Standard off-the-shelf IBDs are used to preserve IIA patency in patients with suitable anatomy, requiring a CIA diameter of at least 14 mm to prevent stentgraft compression. A recent study by Cieri et al (2024) found that IBDs perform worse when the IIA diameter is ≥11 mm, with a higher incidence of type Ic endoleaks. 3 Therefore, in cases where the CIA diameter is below 14 mm and/or the IIA diameter is 11 mm or smaller, such as the 12 mm distal CIA in the presented case, or in cases of anatomical abnormalities like tortuous or calcified iliac axes, a straight aortic bifurcation, or an aneurysmal or calcified IIA, alternative approaches are suggested. 4
The sandwich technique is an alternative method for maintaining IIA patency, involving the placement of overlapping stents to create a channel for blood flow. 5 While this technique can be effective, it carries risks such as potential for compression of 1 of the parallel grafts and potential for type III endoleak or stent migration.6-8
In advanced vascular centers, surgeon-modified fenestration and in-situ laser fenestration offer additional options for preserving IIA patency. These techniques involve creating fenestrations in situ by laser-generated fenestration, the sharp end of a guidewire, a needle or use of a radiofrequency probe to accommodate the iliac branch, providing flexibility in managing complex anatomies.9-11 Despite their potential benefits, these procedures require specialized skills and equipment, limiting their widespread adoption.
Conclusion
EVAR using a custom-made fenestrated endograft offers a viable solution for preserving IIA patency in patients with aorto-iliac aneurysms and anatomy unsuitable for standard IBDs. This approach mitigates the limitations of off-the-shelf devices, such as the requirement for a minimum distal CIA diameter of 14 mm, and avoids the need for more complex techniques like the sandwich approach, surgeon-modified and in-situ laser fenestration.

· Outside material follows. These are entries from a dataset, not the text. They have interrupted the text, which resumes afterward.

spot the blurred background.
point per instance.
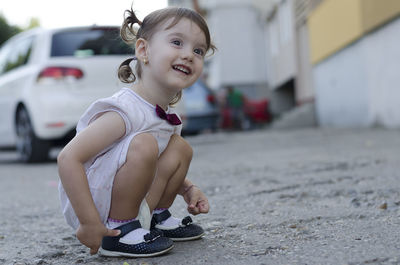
(279, 63)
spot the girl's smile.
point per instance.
(176, 56)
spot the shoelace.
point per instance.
(153, 235)
(171, 118)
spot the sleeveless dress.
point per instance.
(139, 117)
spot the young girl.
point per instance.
(127, 163)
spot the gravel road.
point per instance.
(311, 196)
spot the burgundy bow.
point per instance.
(171, 118)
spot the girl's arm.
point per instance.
(101, 133)
(194, 197)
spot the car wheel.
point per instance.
(29, 147)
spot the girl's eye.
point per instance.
(199, 51)
(176, 42)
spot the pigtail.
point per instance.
(128, 31)
(125, 73)
(129, 36)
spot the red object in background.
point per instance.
(257, 110)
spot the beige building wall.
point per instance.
(334, 24)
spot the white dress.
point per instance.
(139, 117)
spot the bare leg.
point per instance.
(134, 178)
(172, 168)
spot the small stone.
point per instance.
(383, 206)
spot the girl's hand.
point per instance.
(196, 200)
(92, 235)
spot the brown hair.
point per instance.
(148, 28)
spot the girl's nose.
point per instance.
(187, 54)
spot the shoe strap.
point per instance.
(161, 216)
(126, 228)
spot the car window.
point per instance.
(88, 42)
(15, 55)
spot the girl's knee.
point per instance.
(144, 147)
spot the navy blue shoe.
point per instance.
(153, 244)
(185, 231)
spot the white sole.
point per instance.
(109, 253)
(186, 238)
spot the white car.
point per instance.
(47, 80)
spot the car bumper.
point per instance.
(195, 124)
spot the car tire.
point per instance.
(29, 147)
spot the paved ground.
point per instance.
(278, 197)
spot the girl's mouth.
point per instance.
(182, 68)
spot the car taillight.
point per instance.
(211, 98)
(60, 73)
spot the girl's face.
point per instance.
(176, 55)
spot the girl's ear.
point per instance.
(141, 49)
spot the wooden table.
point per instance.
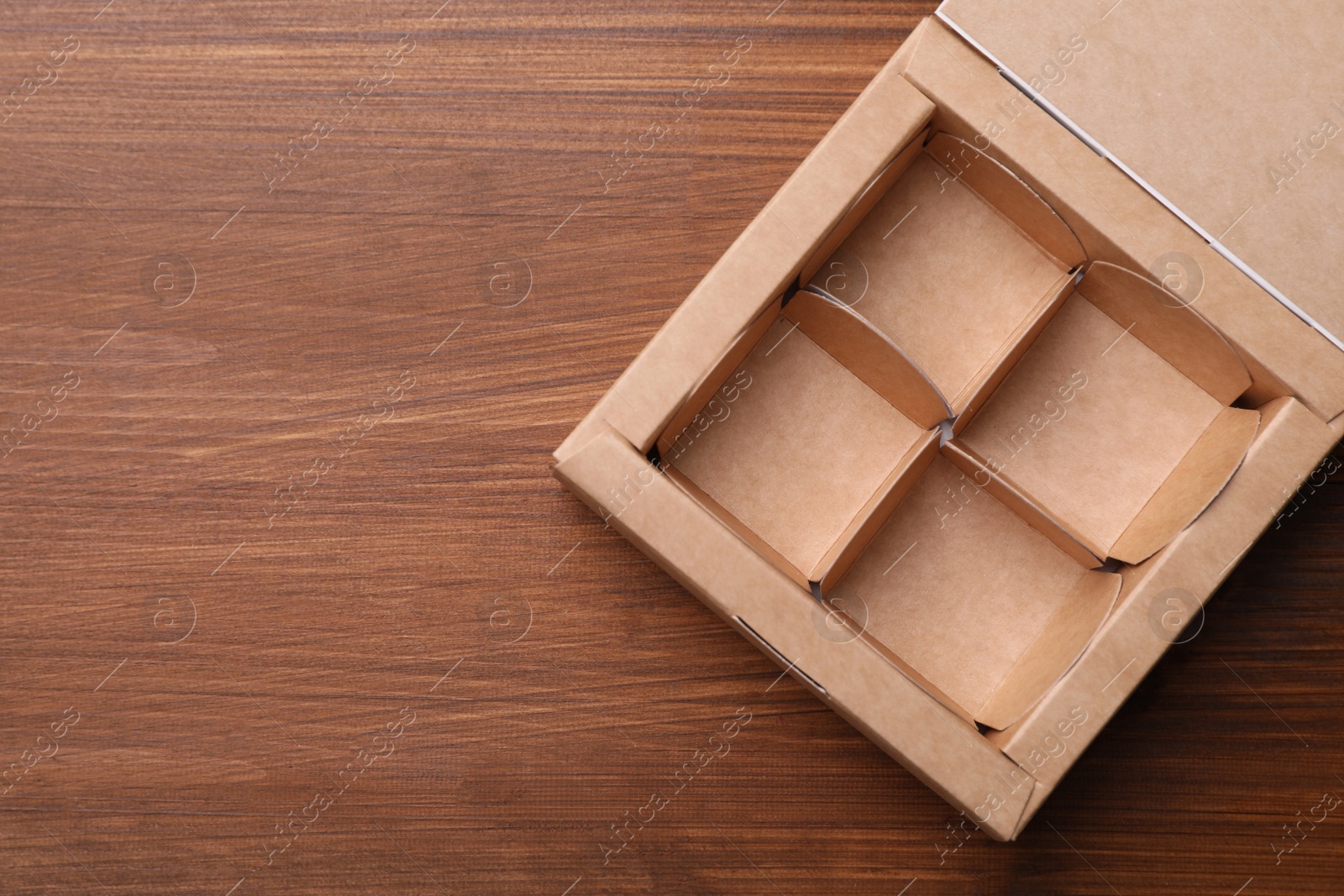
(297, 300)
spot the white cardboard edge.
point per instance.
(1105, 154)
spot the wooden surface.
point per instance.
(517, 678)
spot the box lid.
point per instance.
(1225, 110)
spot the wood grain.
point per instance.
(344, 347)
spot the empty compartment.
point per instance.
(969, 600)
(960, 264)
(1116, 423)
(812, 438)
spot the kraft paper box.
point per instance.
(937, 432)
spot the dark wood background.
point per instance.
(232, 344)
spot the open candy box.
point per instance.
(932, 437)
(1090, 410)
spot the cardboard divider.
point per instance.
(1011, 196)
(690, 418)
(1108, 434)
(864, 204)
(969, 600)
(874, 513)
(1007, 493)
(938, 747)
(1191, 486)
(954, 265)
(870, 356)
(1000, 365)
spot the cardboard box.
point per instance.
(933, 438)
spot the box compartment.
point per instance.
(1116, 425)
(971, 602)
(958, 262)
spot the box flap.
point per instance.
(1202, 103)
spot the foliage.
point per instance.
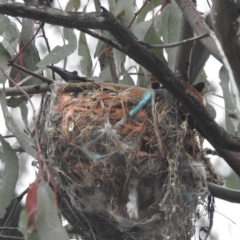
(154, 22)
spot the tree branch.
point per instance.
(182, 42)
(199, 26)
(216, 135)
(223, 193)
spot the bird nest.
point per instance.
(125, 163)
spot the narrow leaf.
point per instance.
(10, 33)
(73, 5)
(25, 142)
(121, 6)
(229, 105)
(148, 7)
(9, 177)
(83, 51)
(23, 226)
(32, 206)
(48, 223)
(61, 52)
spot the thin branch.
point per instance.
(11, 237)
(223, 193)
(46, 80)
(10, 229)
(199, 26)
(66, 87)
(27, 43)
(136, 14)
(102, 38)
(216, 135)
(149, 45)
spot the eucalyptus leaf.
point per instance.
(15, 101)
(25, 142)
(229, 105)
(23, 226)
(4, 57)
(127, 79)
(152, 37)
(171, 24)
(121, 7)
(10, 33)
(211, 110)
(148, 7)
(105, 75)
(9, 177)
(142, 80)
(29, 57)
(48, 223)
(24, 114)
(60, 52)
(83, 51)
(73, 5)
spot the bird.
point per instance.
(69, 76)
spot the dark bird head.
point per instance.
(68, 76)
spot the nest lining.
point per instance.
(125, 163)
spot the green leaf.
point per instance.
(61, 52)
(10, 34)
(25, 142)
(15, 101)
(121, 7)
(83, 51)
(141, 29)
(171, 20)
(211, 110)
(23, 226)
(29, 56)
(152, 37)
(9, 177)
(148, 7)
(24, 114)
(127, 80)
(73, 5)
(48, 223)
(4, 58)
(101, 54)
(105, 75)
(142, 80)
(229, 105)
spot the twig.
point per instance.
(136, 14)
(104, 39)
(46, 80)
(11, 237)
(27, 43)
(10, 229)
(21, 195)
(149, 45)
(223, 193)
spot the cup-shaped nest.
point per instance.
(125, 163)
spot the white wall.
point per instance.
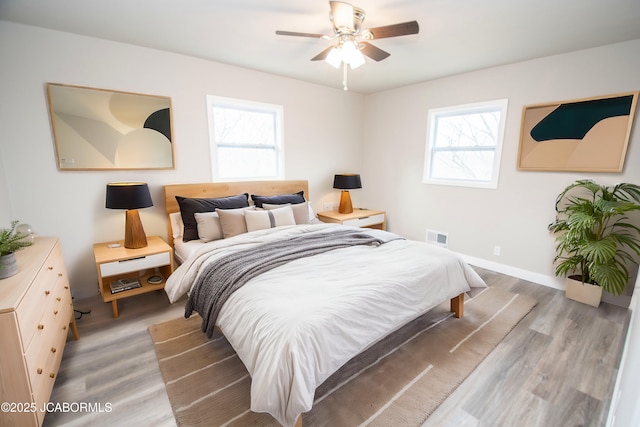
(323, 133)
(515, 215)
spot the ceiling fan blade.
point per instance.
(373, 52)
(341, 15)
(322, 55)
(293, 33)
(395, 30)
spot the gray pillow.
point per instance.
(189, 206)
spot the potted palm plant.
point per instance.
(594, 239)
(10, 242)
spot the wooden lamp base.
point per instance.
(345, 202)
(134, 237)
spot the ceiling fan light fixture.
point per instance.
(334, 58)
(351, 54)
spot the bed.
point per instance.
(296, 323)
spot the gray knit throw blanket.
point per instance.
(221, 278)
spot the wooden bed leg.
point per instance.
(457, 306)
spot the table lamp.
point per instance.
(346, 182)
(130, 196)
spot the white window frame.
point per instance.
(435, 114)
(253, 106)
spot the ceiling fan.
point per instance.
(352, 41)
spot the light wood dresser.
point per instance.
(35, 315)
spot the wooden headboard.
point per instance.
(224, 189)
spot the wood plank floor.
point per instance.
(556, 368)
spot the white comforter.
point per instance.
(297, 324)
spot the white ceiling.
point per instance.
(455, 36)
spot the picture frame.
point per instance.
(584, 135)
(101, 129)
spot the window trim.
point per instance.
(241, 104)
(435, 113)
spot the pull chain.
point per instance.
(344, 76)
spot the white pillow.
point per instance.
(300, 211)
(232, 221)
(209, 227)
(259, 220)
(176, 224)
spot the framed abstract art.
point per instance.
(585, 135)
(97, 129)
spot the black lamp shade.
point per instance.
(347, 181)
(128, 195)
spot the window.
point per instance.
(245, 138)
(464, 144)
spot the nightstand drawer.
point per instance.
(135, 264)
(366, 221)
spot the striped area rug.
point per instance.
(398, 382)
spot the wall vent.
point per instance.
(437, 238)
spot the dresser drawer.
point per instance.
(135, 264)
(50, 282)
(53, 316)
(45, 352)
(366, 221)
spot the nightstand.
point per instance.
(358, 218)
(114, 263)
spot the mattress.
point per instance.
(297, 324)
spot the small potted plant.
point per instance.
(10, 242)
(594, 239)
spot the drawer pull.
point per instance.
(132, 259)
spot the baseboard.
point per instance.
(541, 279)
(530, 276)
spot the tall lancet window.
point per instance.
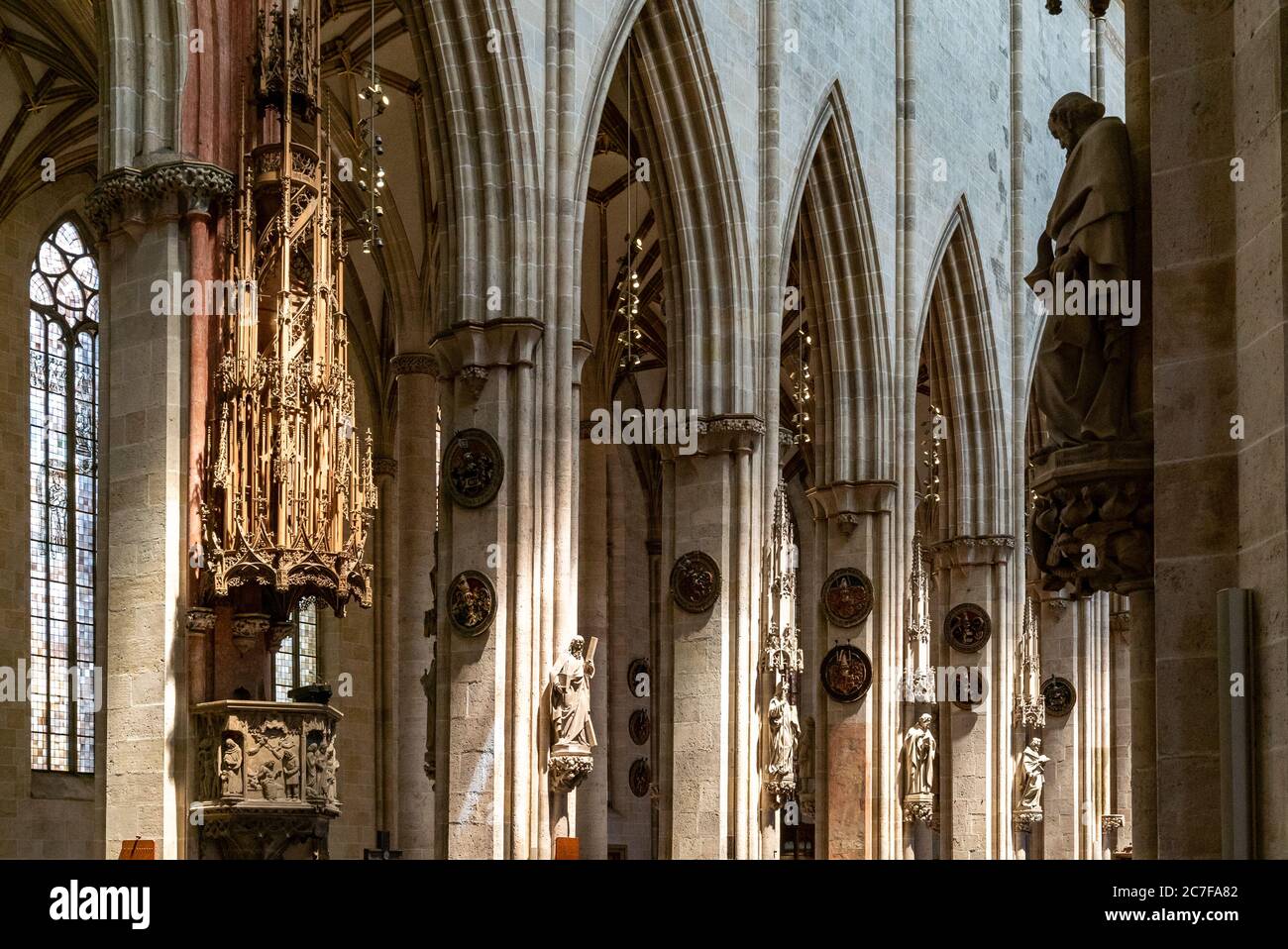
(63, 399)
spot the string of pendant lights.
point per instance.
(373, 180)
(629, 286)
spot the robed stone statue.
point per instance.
(918, 759)
(1030, 777)
(1082, 369)
(570, 696)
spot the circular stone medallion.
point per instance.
(848, 596)
(471, 602)
(639, 726)
(695, 582)
(640, 777)
(1059, 695)
(967, 627)
(473, 468)
(846, 673)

This approach reduces the need to embolize or cover the IIA, potentially preventing ischemic complications such as buttock claudication and erectile dysfunction. As demonstrated in this case, custom-made devices can achieve successful aneurysm exclusion with preserved IIA flow, offering a valuable option for complex endovascular repairs.
Footnotes
Declaration of Conflicting Interests
The author(s) declared no potential conflicts of interest with respect to the research, authorship, and/or publication of this article.
Funding
The author(s) received no financial support for the research, authorship, and/or publication of this article.